Di ritorno da ReaTech

29 maggio 2012

Milano, 27 maggio 2012. Si chiude ReaTech Italia, fiera dedicata ad accessibilità, inclusione e autonomia alla sua prima edizione italiana. Tra moderni ausili, ippo e onoterapia, proposte di turismo per tutti, soluzioni domotiche, sport inclusivo e tanto altro arriva anche SuperMAN a parlare di accessibilità: e la novità è che questa volta non si tratta di barriere architettoniche ma di relazioni interpersonali, di attenzione, disponibilità e sensibilità verso persone con disabilità mentale, malati di Alzheimer e, in generale, chiunque abbia difficoltà di comprensione, comunicazione, lettura e orientamento.

SuperMAN sta per SUPERmarkets Meet Accessibility Needs.

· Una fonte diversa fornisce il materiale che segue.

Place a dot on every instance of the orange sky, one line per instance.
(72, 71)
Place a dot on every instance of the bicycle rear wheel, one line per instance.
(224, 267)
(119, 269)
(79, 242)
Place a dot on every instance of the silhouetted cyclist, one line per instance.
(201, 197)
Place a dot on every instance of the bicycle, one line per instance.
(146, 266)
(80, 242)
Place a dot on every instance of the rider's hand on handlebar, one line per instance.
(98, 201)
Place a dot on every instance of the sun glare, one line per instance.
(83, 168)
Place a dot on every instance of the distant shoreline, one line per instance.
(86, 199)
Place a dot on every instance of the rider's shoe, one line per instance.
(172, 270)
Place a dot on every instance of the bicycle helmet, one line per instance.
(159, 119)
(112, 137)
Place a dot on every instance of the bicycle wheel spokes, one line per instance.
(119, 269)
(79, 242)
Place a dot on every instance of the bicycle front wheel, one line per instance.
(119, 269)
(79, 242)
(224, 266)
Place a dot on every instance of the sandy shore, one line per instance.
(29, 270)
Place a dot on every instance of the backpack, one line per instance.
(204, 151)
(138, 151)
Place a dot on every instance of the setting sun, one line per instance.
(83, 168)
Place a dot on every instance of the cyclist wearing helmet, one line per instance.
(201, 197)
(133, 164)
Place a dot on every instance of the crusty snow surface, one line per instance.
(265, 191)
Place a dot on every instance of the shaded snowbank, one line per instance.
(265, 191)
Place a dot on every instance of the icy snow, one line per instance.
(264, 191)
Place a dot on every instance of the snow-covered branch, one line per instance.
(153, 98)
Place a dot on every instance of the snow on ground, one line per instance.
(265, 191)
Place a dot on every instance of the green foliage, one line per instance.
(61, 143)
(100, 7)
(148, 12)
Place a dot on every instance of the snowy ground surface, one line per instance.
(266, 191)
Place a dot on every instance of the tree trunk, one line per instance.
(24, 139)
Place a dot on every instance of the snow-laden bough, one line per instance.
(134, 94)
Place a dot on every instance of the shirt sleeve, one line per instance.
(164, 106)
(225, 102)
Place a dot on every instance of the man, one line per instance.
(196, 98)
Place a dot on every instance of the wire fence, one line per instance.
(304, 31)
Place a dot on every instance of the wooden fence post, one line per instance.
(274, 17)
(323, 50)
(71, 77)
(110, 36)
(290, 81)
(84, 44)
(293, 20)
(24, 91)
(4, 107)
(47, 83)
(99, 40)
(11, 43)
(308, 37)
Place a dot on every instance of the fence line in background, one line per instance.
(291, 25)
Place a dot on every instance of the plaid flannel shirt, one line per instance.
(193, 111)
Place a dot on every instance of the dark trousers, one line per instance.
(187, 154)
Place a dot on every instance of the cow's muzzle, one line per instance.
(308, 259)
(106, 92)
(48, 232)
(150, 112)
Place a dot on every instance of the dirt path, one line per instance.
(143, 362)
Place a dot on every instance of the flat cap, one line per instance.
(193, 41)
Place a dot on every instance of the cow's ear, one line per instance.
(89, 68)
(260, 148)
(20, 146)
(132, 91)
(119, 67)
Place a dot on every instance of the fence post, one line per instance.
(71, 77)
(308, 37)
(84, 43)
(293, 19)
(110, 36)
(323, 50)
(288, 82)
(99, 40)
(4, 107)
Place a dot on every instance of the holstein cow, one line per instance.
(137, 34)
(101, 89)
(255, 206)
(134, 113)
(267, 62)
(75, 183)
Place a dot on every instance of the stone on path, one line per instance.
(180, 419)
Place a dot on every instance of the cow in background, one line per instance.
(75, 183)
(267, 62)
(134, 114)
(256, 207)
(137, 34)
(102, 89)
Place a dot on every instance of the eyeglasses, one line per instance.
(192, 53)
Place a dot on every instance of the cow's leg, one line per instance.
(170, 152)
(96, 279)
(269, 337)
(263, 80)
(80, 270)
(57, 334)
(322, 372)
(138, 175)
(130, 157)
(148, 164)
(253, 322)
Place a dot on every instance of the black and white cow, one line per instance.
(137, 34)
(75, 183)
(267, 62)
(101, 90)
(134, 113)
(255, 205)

Si tratta di un progetto promosso dalla Cooperativa Sociale Kara Bobowski di Modigliana e finanziato con il supporto della Commissione europea nell’ambito del programma Leonardo da Vinci – misura Trasferimento dell’Innovazione.

“L’idea di SuperMAN nasce da un’esperienza avviata in Francia nel 2007 dall’associazione Unapei – ha spiegato Simona Carloni, responsabile per la comunicazione della Kara Bobowski – che si è concretizzata in un percorso di sensibilizzazione e formazione sulla disabilità mentale rivolto al personale dei supermercati E.Leclerc che ha acquisito strumenti per poter offrire accoglienza, ascolto e accompagnamento adeguati ai loro clienti con disabilità mentale. A riprova del loro impegno in questo percorso di accessibilità, i supermercati aderenti hanno ottenuto un simbolo di accessibilità ad hoc ”.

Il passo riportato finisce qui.